Dans le même temps, Donald Trump a douché mercredi les espoirs d'un accord avec Téhéran pour mettre fin à la guerre régionale. Il a affirmé que son armée allait "attaquer" l'Iran dès mercredi, l'accusant de duplicité.

Dans le sud, près de Tyr, huit personnes ont été tuées dans des frappes sur le village de Tayr Debba et quatre autres dans la localité de Deir Qanoun an-Nahr, a indiqué une source médicale à l'AFP.

L'Agence nationale d'information (Ani, officielle) a aussi rapporté d'autres bombardements sur une trentaine de localités dans le sud et l'est du Liban, dont trois villages méridionaux dont Israël avait ordonné plus tôt l'évacuation.
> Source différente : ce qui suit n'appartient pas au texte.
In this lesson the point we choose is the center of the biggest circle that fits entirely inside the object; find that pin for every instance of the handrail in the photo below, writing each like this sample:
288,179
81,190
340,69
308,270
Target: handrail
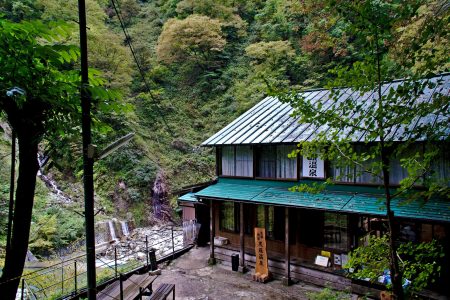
130,265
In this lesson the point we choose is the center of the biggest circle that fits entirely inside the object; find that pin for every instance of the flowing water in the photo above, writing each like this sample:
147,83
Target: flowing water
125,230
112,230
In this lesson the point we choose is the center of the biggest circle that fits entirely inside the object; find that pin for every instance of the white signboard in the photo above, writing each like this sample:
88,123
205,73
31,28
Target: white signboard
321,261
313,167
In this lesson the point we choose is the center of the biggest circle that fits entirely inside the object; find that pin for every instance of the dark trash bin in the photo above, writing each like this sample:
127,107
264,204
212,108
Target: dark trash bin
235,262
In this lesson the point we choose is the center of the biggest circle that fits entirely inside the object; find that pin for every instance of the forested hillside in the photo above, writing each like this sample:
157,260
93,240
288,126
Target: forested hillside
204,62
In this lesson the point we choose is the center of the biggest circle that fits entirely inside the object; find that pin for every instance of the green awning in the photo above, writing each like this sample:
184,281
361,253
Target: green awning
348,199
189,197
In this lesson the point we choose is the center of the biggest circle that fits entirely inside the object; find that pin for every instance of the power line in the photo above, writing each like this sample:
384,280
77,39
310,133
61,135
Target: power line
141,71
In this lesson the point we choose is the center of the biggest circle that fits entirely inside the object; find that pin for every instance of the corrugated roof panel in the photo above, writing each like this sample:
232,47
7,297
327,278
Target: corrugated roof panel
270,122
278,196
290,137
258,136
246,124
263,123
287,123
237,122
189,197
336,198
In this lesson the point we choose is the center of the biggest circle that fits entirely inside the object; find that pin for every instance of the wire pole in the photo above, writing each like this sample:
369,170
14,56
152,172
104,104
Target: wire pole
88,156
11,189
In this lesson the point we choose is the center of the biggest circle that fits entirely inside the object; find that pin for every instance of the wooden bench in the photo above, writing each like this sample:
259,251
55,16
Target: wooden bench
163,291
132,288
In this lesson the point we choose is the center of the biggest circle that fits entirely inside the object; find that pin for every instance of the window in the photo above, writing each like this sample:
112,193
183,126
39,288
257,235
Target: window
244,161
237,161
229,216
272,219
267,162
273,162
286,167
310,228
228,163
335,231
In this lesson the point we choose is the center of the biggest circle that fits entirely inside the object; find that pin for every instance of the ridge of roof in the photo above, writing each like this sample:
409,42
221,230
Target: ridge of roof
270,121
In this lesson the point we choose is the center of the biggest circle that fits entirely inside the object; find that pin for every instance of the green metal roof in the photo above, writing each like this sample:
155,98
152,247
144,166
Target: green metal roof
189,197
349,199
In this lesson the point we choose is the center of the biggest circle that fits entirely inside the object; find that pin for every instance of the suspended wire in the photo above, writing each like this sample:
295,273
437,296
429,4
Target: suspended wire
141,71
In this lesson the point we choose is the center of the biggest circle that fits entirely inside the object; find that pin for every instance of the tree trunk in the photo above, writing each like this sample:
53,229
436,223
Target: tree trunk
26,183
396,275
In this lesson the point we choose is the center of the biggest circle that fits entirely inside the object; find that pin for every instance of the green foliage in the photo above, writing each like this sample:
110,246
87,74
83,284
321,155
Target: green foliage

La veille, de violents raids sur la ville de Tyr avaient fait 11 morts et Israël avait ordonné à l'ensemble des habitants de la ville millénaire et de ses environs d'évacuer, provoquant un exode précipité.

Plus au nord, une frappe israélienne a visé une voiture dans le centre de la grande ville côtière de Saïda, porte du sud du Liban, a indiqué l'Ani.

Un correspondant de l'AFP y a vu des secours retirer deux personnes d'un véhicule en feu.

Villages chrétiens isolés 

De son côté, le Hezbollah a revendiqué de nouvelles attaques contre des troupes israéliennes dans des localités qu'elles occupent dans le sud.

Dans la zone frontalière, une patrouille israélienne a enlevé "un membre du conseil municipal de Kfar Chouba et un employé de la municipalité alors qu'ils effectuaient des travaux de pompage d'eau", selon l'Ani.

L'armée israélienne a indiqué pour sa part avoir interpellé et "transféré sur le territoire israélien pour y être interrogés", deux "suspects" qui "s'étaient approchés de la zone où les soldats israéliens mènent des opérations".

La municipalité de Kfar Chouba a annoncé qu'ils étaient revenus libres au village dans la soirée. Affirmant qu'ils "n'avaient aucune intention de s’approcher des forces israéliennes", elle a condamné un "acte hostile envers deux innocents qui accomplissaient une mission humanitaire".

Kfar Chouba est l'un des rares villages frontaliers dont les habitants sont restés malgré les ordres d'évacuation de l'armée israélienne, qui occupe désormais une partie du sud du pays.

Parmi ces villages figure une poignée de localités chrétiennes, dont les représentants ont appelé mardi soir l'État libanais à "ouvrir des couloirs humanitaires".

Le communiqué du "Rassemblement des villages chrétiens frontaliers" souligne que les routes les desservant sont désormais "coupées ou extrêmement dangereuses".

Depuis le début, le 2 mars, de la nouvelle guerre au Liban entre le Hezbollah et Israël, les frappes israéliennes ont fait 3.696 morts, selon le dernier bilan des autorités.

Le mouvement chiite a entraîné le Liban dans cette guerre régionale pour soutenir l'Iran, qui exige que tout accord de paix avec Washington inclut la fin des hostilités sur le front libanais.